If you are banking online, it's time to be more careful.
The Surat police arrested a person from Mumbai's western suburbs on February 8 for cleaning out Rs 12 lakh from at least eight HDFC Bank accounts of customers in Maharashtra, Uttar Pradesh and Karnataka over the past one year.
A Surat police officer, requesting anonymity, said on Monday that Jitesh Kishan Gavit did this by phishing — an online method of fraudulently acquiring user names, passwords and credit card details by masquerading as a trustworthy entity.

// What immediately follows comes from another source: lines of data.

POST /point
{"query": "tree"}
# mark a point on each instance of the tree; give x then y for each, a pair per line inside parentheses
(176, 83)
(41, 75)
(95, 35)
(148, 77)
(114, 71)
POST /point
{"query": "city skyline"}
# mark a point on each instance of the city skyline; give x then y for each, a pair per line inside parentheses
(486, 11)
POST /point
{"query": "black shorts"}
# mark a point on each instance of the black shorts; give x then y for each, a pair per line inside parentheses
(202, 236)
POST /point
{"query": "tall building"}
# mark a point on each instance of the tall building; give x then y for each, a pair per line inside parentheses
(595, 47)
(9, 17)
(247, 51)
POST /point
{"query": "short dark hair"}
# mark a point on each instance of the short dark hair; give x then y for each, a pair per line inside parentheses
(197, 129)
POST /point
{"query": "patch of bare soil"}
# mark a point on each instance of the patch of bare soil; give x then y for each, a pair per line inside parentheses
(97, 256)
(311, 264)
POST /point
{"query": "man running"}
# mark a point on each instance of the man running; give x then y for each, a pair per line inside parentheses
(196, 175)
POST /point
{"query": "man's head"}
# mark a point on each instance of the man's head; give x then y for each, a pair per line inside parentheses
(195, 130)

Versova resident DP Vashisth, for instance, was confounded to find last month that Rs 20,000 was deducted from his account. It was transferred to one Paresh Dhaduk's account in Surat by netbanking. The police said Gavit used to transfer money to the account of Paresh, who has withdrawn Rs 79,000 so far. The police officer said clues in the case point to several more accounts being similarly hacked and drained.
The officer said Gavit had revealed during investigation that he was part of a phisher syndicate based in Singapore.
Phishing accounts for losses of US $3.2 billion globally. HDFC had issued its customers an alert asking them to adopt safe banking procedures in December 2007.
"The bank has brought this to the knowledge of the police. They are investigating the case. We are helping them in every manner possible. It will be inappropriate for me to comment on the extent of the damage right now," said Neeraj Jha, corporate communications head for HDFC Bank. "Prima facie it seems to be a phishing attack. But it does not happen unless one gives out one's account details. A customer should not share account details even with a bank employee."
Frauds dispatch requests through e-mails and advertisements on genuine recruitment websites, SMS, newspaper advertisements and even social networking websites.
"These requests would ask you to confirm, update or verify your bank account data. The victim is led to a mirror website where account details are captured by the phishers," the officer said.
The police are also trying to ascertain if Gavit was a money mule who operated from Singapore or a phisher himself. A money mule receives the illegal funds into his account, withdraws it and sends it to the fraudster after keeping his commission.
According to the Indian Computer Emergency Response Team (CERT), phishing attacks have increased from 335 in 2006 to 392 in 2007. Twenty-four per cent of these attacks have been on financial institutions.